Our journey along the Kuberentes (K8s) road continues with the story of how we diagnosed and solved random, intermittent DNS lookup failures between K8s pods and also between pods and services external to our K8s cluster.
Findmypast have 80+ microservices running in the K8s cluster each of which have at least 3 pods running per service. Many services have horizontal auto scaling enabled, which means the service may have many pods running depending on load. We don’t have a huge K8s cluster, so it was surprising to see NodeJS services starting to log messages such as:
Error: getaddrinfo EAI_AGAIN some-external-host
RequestError: Error: getaddrinfo EAI_AGAIN k8s-service
And, it wasn’t just the NodeJS services that logged domain lookup failures, our Elixir based services were also complaining:
Service HTTP Error: nxdomain, Message :nxdomain, Url: https://www.findmypast.ie
Engineers were raising the issue since these domain lookup errors were affecting their error rate metrics and, in some cases, their service alerts were firing.
Also, we were also getting reports that communication between services was causing issues; in particular one service that we call Titan Marshal, was complaining about timeouts when talking to another service called Flipper. Oddly, we didn’t see the same behaviour when Titan Marshal was calling other services. We saw timeouts, but not on the same scale.

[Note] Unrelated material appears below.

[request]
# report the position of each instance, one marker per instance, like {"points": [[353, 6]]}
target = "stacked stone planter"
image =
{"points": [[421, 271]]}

At the time, the timeouts and the DNS lookup failures seemed unrelated.
Flipper is one of our central services that receives a lot of traffic - it manages our feature toggles and typically gets ~150 requests per sec. Services use Flipper to get the feature toggle state for a user - a failure to return the toggle state means that a user could, conceivably, get two different toggle states during their visit. The feature toggle is used to allow/deny access to certain features on the site, so a user seeing two different states could get different behaviour or features. In fact, we did see some (small) evidence of that happening on production.
So, services were intermittently timing out or failing to resolve a DNS lookup. This was particulary bad with services calling Flipper, so it was time to dig deeper.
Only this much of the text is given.